Menedemos laughed, too. He said, "I'll show you why we're selling it. Sostratos . . ." He waved to his cousin, who'd already gone up onto the foredeck. This would be a free show, unlike the ones they'd put on at other stops. They hoped to do business here.
"Ladies and gentlemen," Sostratos said, fumbling with the hooks and eyes on the cage, "behold - the peacock!" He threw open the door. The bird, however, declined to come forth. That drew more laughter. Sostratos muttered something uncomplimentary to every bird ever hatched. Having cared for the peafowl all through the voyage, having finally failed to keep one of them from leaping into the sea, he loathed them with a pure, clean loathing that far outdid Menedemos' dislike for them. "Behold the peacock!" he repeated, and got ready to drag out the bird by main force.

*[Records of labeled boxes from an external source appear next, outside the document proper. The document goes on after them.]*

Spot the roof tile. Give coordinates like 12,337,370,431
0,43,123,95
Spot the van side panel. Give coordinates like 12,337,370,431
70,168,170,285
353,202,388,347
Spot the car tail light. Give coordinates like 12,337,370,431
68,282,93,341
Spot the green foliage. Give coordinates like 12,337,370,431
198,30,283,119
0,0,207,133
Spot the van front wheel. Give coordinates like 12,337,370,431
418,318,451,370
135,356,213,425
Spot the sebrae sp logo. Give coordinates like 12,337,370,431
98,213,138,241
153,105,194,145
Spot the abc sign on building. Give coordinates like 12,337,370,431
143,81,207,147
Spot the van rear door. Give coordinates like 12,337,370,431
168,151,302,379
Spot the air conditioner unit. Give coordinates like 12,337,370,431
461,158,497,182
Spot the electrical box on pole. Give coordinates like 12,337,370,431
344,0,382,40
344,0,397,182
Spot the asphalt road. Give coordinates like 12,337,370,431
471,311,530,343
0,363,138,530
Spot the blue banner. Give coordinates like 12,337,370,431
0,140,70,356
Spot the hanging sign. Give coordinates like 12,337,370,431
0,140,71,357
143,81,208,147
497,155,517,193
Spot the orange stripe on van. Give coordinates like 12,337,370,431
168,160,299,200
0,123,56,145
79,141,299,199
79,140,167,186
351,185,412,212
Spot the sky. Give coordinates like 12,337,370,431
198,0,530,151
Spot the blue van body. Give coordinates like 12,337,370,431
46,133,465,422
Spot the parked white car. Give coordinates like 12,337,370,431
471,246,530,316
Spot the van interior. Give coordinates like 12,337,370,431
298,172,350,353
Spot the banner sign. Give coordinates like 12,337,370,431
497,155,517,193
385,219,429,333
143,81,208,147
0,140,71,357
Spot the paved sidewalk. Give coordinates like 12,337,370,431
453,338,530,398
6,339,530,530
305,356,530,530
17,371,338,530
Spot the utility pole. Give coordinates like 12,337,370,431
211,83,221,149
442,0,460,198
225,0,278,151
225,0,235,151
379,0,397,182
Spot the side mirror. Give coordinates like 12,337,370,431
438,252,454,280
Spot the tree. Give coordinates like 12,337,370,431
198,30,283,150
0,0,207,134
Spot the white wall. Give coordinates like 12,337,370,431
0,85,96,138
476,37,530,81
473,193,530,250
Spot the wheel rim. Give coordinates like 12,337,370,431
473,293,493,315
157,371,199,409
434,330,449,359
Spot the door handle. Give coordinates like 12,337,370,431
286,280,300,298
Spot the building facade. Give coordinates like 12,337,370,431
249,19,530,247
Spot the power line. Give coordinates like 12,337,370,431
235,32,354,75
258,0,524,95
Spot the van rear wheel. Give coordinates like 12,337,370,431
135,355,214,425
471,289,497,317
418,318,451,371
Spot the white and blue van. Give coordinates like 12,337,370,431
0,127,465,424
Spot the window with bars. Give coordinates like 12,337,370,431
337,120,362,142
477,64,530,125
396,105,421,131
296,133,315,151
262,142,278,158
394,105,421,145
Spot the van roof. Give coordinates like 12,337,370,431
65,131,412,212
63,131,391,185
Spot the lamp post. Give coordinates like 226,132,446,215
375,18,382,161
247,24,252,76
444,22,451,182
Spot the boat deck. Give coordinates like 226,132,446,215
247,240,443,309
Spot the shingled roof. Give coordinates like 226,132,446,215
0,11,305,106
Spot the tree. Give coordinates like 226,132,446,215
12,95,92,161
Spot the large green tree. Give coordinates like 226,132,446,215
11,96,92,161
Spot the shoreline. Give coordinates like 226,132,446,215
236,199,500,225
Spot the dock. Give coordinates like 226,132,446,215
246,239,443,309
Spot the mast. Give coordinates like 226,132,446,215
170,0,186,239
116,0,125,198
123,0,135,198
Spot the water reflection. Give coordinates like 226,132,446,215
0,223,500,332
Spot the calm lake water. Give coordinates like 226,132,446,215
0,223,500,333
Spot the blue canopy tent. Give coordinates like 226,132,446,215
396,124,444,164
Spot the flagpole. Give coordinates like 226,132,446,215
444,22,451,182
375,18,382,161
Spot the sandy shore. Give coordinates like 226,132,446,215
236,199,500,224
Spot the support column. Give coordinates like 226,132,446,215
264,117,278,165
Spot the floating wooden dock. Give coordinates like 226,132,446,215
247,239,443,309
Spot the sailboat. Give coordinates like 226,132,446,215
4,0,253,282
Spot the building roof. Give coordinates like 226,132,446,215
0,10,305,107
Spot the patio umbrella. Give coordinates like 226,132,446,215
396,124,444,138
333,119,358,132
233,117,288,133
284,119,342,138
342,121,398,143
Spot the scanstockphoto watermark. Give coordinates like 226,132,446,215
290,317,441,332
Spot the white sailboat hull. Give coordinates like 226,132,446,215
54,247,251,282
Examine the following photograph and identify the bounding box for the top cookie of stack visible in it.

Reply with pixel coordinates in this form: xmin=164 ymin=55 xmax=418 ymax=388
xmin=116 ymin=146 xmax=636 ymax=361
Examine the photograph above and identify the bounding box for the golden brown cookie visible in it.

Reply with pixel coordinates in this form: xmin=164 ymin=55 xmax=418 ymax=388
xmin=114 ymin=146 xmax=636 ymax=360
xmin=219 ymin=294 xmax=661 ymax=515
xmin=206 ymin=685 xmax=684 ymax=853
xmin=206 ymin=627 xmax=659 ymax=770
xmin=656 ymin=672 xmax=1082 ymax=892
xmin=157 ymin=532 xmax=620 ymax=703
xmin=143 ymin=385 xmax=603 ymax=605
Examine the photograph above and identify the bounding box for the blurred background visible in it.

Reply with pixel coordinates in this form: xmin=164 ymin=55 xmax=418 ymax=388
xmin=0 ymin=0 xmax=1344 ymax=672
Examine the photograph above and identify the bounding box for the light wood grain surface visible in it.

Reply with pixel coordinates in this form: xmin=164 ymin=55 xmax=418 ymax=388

But, perverse as usual, it chose that moment to emerge on its own. And then, instead of running around and making a nuisance of itself as it often did, it peered up at the people on the pier like an actor looking up at the crowd in a theater - and, like an actor taking his cue, spread its tail feathers as wide as they would go.
"Ahhhh!" That was the sound Menedemos had hoped to hear when he announced they had peafowl for sale. It was a little late, but it would do.
"That's a pretty bird, sure enough, but what good is it?" somebody asked.
"If you're pretty enough, you don't have to be anything else," Menedemos replied. "What good is a beautiful hetaira?"
The wag spoke up again: "I'm not doing that with a peacock!"
He got another laugh. Menedemos didn't have a comeback ready. But Sostratos said, "A polis with a peacock is surely more splendid than one without. You'll be the envy of all the other cities of Great Hellas, and of the local barbarians, too." Menedemos feared the response was too serious, but it seemed to go over well.
"How much do you want for that creature?" asked a fellow whose threadbare chiton made him a most unlikely candidate to buy.
"Ah, that would be telling," Menedemos said slyly. "Suppose you ask the man who buys him, and see if you get a straight answer."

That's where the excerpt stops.